よしよし、と撫でていると、がらりと引き戸が開けられた。木枠に指の皮が引っかかったらしく、灰色のスーツ姿の客は、あいたた、と手を振った。
「これ、ばあさんからお裾分け」
ありがたく包みを受け取る。中身は炊き込み御飯だ。
「今日は市の日か。風針は手伝わなくていいのか?」
「そう。大市じゃねえからいい、俺はばあさんに仕えてんじゃないしな」
この町の警護の仕事だって、あんまりやってない気もするのだが。
「お、ネコがネコじゃねえか。どうなってんだ?」
風針が、懐の黒猫に手を伸ばす。黒猫が目を閉じたまま、尻尾の先で手を払いのけた。
「なんだなんだ、こないだ助けてやったのにその態度」
ネコ、と呼ばれているこの黒猫は、怒ると、文字通り雷を落とす。元は普通の猫だったが、留守番のときに突然荒れ狂い、雷獣になってしまったのだ。しかも、別に初めての留守番じゃなかったのに。
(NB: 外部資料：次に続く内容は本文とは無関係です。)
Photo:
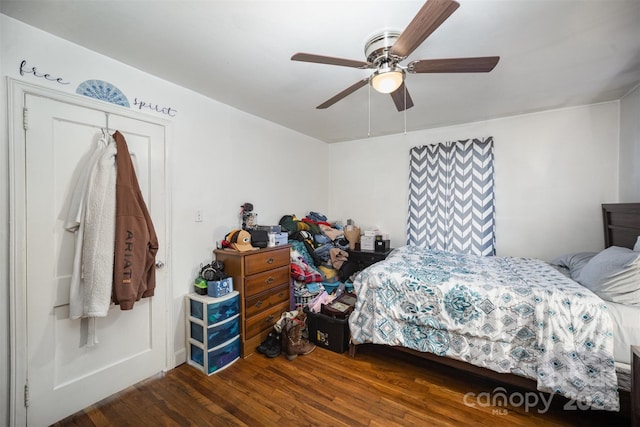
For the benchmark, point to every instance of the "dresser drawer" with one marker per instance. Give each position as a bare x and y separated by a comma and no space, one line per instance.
280,294
264,281
264,320
263,261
変化ではなくて、もともと雷獣の子だったのではないかと、長老会(町内会の、ちょっと面倒くさいやつ)では言われたけれど。雷獣の子が道端に落っこちていて、にゃーにゃー鳴いて、餌をやってないのについてきて、こたつで寝て、気づいたら住み着いていたりするものだろうか。
「外見は時々変わる。気分なのか、帯電具合か、まだよく分からないけど」
「良かったな、ネコが雷属性で」
「は?」
「だって、雷なら眷属だろ。風だったら、飼えなかったかもしれない」
「そのときは風針に保護者役は任せる」
「あー。もし風属性だったとしても、俺は飼わないぞ」
風針が顎をかきながら応じる。
ネコが聞いていたら、また勝手なこと言ってる! と叫んでふうふう言いそうだが、聞こえなさげに雷針の懐で寝息を立てている。
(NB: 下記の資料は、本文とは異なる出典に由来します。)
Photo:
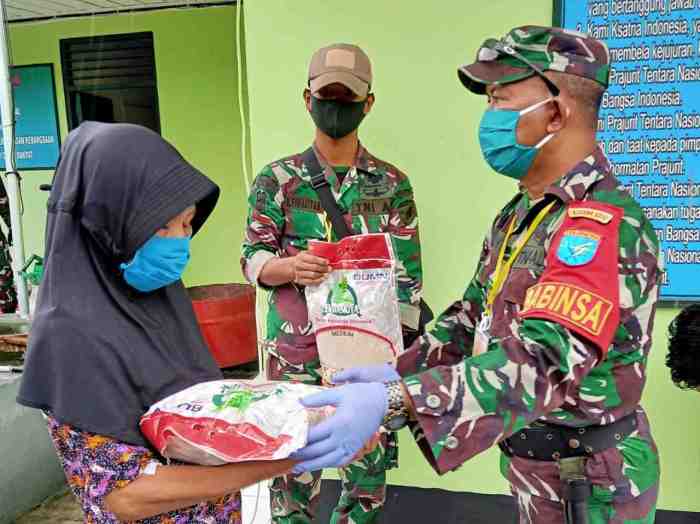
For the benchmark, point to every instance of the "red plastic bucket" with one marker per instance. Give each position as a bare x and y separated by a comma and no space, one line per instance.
226,316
雨の気配を感じて、引き戸を見やる。はめられたガラスは、日々の風雨に擦り切れて曇りガラスになりかけているが、外はそこそこ見える。
「もしネコが、落っこちてきた雷獣だったとして、親が迎えに来たら、返さないといけないだろうか」
「そりゃ、ネコと親次第だろ。気になるなら、迷い猫預かってます、って張り紙するか?」
「ネコが破りそう」
「長老には言ってあるんだから、迷子とか家出獣なら、すぐ迎えがあるだろ」
「確かに。迎えに来ないね」
ネコの尻尾が、ぱたぱたと雷針をはたく。ここにいたい気持ちは、あるようだ。
飼い主の悩みをよそに、ネコは頬を擦り付けて眠っている。
雷針はだんだんと眠くなって、まぁいいか、と、ネコを撫でた。